# Real Media Player alternative?



## Ugg (Mar 16, 2003)

Is there an alternative to Real Media's Player?  VLC will play WMVs which is way cool because I don't like having Bill's stuff on my computer.  I'm not so sure that I like Real's privacy policy and would rather not have their software on my computer but do I have a choice?


----------



## Giaguara (Mar 17, 2003)

AFAIK, no. I haven't found any. So I simply don't see any real - files with my Mac. Real's policies suck so I don't want to give them even y hotmail spam account. Oh - I got an email last year - they were telling my windows version of Realplayer was outdated and I needed a new. After not using windows for a long long time...


----------



## edX (Mar 17, 2003)

real recently (about a couple of months ago i think) released their code. why nobody has built an alternative yet is beyond me. 

the bigger question remains, why do people insist upon making their files wmp or real and not offering a QT version?


----------



## Randman (Mar 17, 2003)

> the bigger question remains, why do people insist upon making their files wmp or real and not offering a QT version?


Why do people insist on using Wintels and making their computer purchases from Dells rather than going for an Apple brand? That's the bigger question.


----------



## powermac (Mar 17, 2003)

I understand that Real own the copyrights to the .rm extension as Apple and M$ own their respected file formats.

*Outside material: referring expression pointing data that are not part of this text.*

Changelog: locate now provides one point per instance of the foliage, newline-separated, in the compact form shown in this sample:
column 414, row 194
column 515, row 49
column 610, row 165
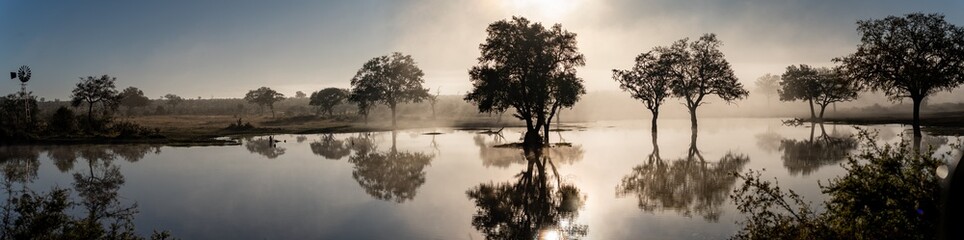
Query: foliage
column 649, row 80
column 92, row 90
column 530, row 68
column 173, row 100
column 702, row 70
column 822, row 86
column 391, row 80
column 264, row 96
column 132, row 97
column 912, row 56
column 889, row 192
column 327, row 99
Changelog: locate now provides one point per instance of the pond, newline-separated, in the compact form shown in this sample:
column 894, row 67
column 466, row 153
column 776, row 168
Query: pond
column 607, row 180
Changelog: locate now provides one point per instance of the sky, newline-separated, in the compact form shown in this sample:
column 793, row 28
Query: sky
column 222, row 49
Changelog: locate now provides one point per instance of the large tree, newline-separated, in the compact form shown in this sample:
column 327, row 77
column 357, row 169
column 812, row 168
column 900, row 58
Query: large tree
column 703, row 71
column 264, row 96
column 912, row 57
column 132, row 97
column 530, row 68
column 327, row 99
column 649, row 80
column 391, row 80
column 768, row 85
column 93, row 90
column 800, row 83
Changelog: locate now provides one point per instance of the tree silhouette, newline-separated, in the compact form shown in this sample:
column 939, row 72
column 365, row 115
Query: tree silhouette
column 529, row 68
column 93, row 90
column 768, row 85
column 391, row 80
column 649, row 80
column 822, row 86
column 173, row 100
column 686, row 185
column 912, row 57
column 702, row 70
column 132, row 97
column 327, row 99
column 390, row 176
column 536, row 204
column 330, row 148
column 264, row 96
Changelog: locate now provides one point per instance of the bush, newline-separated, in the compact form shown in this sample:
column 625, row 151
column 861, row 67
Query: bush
column 889, row 192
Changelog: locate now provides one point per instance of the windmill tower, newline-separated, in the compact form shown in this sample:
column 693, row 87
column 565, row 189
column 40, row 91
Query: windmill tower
column 24, row 75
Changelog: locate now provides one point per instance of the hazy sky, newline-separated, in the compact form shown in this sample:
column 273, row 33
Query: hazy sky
column 224, row 48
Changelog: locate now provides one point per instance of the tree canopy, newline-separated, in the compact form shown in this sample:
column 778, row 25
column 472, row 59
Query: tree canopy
column 911, row 56
column 530, row 68
column 92, row 90
column 327, row 99
column 264, row 96
column 132, row 97
column 702, row 70
column 391, row 80
column 649, row 80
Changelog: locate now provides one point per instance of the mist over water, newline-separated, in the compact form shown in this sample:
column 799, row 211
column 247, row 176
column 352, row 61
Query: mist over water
column 412, row 185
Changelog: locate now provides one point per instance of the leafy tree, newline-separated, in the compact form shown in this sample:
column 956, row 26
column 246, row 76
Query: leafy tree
column 391, row 80
column 889, row 192
column 327, row 99
column 822, row 86
column 530, row 68
column 132, row 97
column 768, row 85
column 173, row 100
column 701, row 71
column 800, row 83
column 912, row 57
column 92, row 90
column 649, row 80
column 264, row 96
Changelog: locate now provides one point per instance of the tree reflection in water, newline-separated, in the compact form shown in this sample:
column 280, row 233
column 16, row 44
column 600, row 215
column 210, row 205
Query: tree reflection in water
column 687, row 185
column 390, row 176
column 537, row 204
column 29, row 214
column 265, row 146
column 496, row 153
column 806, row 156
column 329, row 147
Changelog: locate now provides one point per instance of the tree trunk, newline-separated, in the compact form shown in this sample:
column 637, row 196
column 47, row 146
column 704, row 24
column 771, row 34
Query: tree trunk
column 693, row 117
column 655, row 115
column 393, row 117
column 812, row 115
column 822, row 109
column 917, row 133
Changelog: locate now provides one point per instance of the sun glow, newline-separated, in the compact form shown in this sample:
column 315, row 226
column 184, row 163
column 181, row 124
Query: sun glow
column 550, row 9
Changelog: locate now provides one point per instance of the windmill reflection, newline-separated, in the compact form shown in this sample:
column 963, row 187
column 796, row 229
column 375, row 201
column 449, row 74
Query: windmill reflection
column 391, row 176
column 806, row 156
column 687, row 185
column 535, row 205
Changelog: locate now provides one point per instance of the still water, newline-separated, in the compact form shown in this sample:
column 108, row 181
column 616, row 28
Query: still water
column 609, row 180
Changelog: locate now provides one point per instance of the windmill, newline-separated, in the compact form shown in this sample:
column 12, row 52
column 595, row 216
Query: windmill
column 24, row 75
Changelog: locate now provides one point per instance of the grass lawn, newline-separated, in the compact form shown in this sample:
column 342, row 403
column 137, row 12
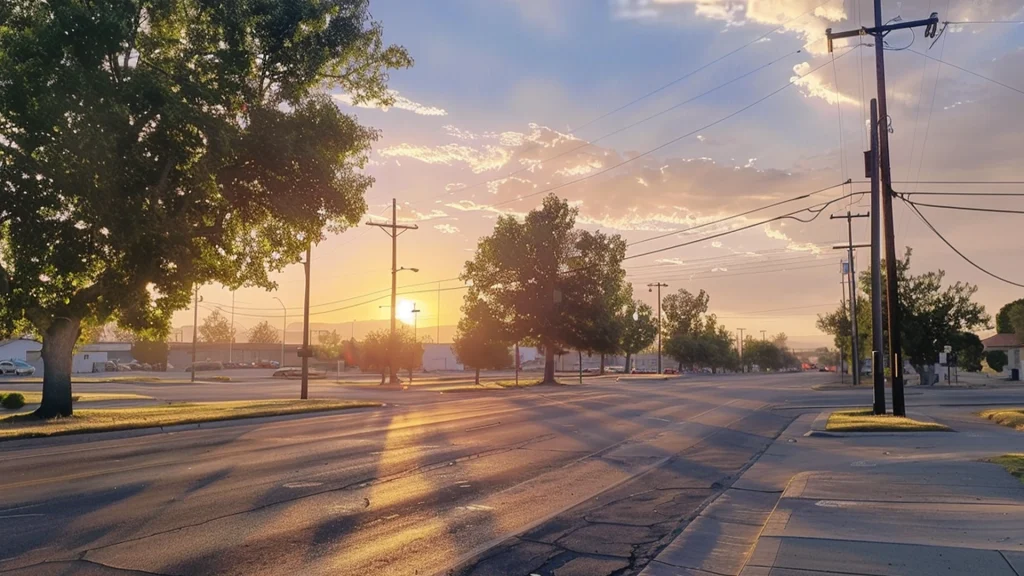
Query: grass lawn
column 1013, row 417
column 27, row 425
column 864, row 420
column 1013, row 462
column 37, row 397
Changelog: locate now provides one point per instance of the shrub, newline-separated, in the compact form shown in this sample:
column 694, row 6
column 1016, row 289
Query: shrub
column 996, row 360
column 12, row 401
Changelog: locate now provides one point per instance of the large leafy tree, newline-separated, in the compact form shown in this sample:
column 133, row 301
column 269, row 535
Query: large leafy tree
column 932, row 315
column 150, row 146
column 263, row 333
column 216, row 328
column 639, row 330
column 480, row 340
column 541, row 277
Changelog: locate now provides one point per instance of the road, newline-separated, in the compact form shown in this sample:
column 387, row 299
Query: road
column 583, row 480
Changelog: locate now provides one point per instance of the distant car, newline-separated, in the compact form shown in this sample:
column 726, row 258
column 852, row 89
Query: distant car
column 16, row 367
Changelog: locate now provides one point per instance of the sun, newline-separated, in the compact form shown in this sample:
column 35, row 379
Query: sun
column 403, row 312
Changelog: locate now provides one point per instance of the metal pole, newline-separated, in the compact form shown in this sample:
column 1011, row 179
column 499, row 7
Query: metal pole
column 855, row 353
column 195, row 332
column 304, row 393
column 892, row 298
column 878, row 335
column 394, row 288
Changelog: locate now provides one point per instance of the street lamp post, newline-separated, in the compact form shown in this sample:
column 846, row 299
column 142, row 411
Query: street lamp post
column 284, row 330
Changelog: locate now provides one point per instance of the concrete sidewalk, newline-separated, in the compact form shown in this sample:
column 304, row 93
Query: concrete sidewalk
column 915, row 503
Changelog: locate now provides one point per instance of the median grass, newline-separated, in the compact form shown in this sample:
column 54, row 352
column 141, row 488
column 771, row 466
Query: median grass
column 865, row 420
column 37, row 397
column 1013, row 462
column 1013, row 417
column 27, row 425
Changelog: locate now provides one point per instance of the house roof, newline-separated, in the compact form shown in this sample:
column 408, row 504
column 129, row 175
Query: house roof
column 1000, row 341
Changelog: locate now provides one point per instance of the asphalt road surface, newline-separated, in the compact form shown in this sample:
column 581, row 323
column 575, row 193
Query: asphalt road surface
column 585, row 480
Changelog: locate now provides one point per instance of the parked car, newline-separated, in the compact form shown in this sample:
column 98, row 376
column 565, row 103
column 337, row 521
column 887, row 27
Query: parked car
column 16, row 367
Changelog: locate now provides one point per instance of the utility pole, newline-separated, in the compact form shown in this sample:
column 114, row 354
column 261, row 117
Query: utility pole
column 852, row 278
column 392, row 231
column 306, row 353
column 879, row 32
column 230, row 341
column 740, row 351
column 650, row 287
column 878, row 351
column 195, row 332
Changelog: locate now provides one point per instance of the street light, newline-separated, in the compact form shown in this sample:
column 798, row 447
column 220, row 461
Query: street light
column 284, row 330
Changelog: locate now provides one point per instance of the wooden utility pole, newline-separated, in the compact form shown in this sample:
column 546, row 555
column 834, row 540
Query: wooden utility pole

EdX makes a great point about why people don't use QT. It is superior to the others, in my opinion. 
Are they any apps will let one convert on format to another?


----------



## Giaguara (Mar 17, 2003)

I tried to look for the converters at versiontracker... found nothing.


----------



## Pengu (Mar 17, 2003)

Apparently Cleaner can do it, but I tried it in Cleaner 6, and it just failed to open the .ra file...


----------



## xyle_one (Mar 19, 2003)

i have been looking (not that hard mind you) for something to convert about 6gigs worth of south park .rm & .ram files into something usable. i have found one app for windows that didn't work. is there really nothing out there that will do it??


----------



## tommyv (Mar 20, 2003)

Player for OS X:

MplayerOSX (doesn't work with *all* .rm files though)

mplayerosx.sf.net


Converter for windows that *works*

EO Video

www.eo-video.com


HTH

Tommy


----------



## Ugg (Mar 20, 2003)

Thanks tommyv, it did work for a couple of files but not all of them.


----------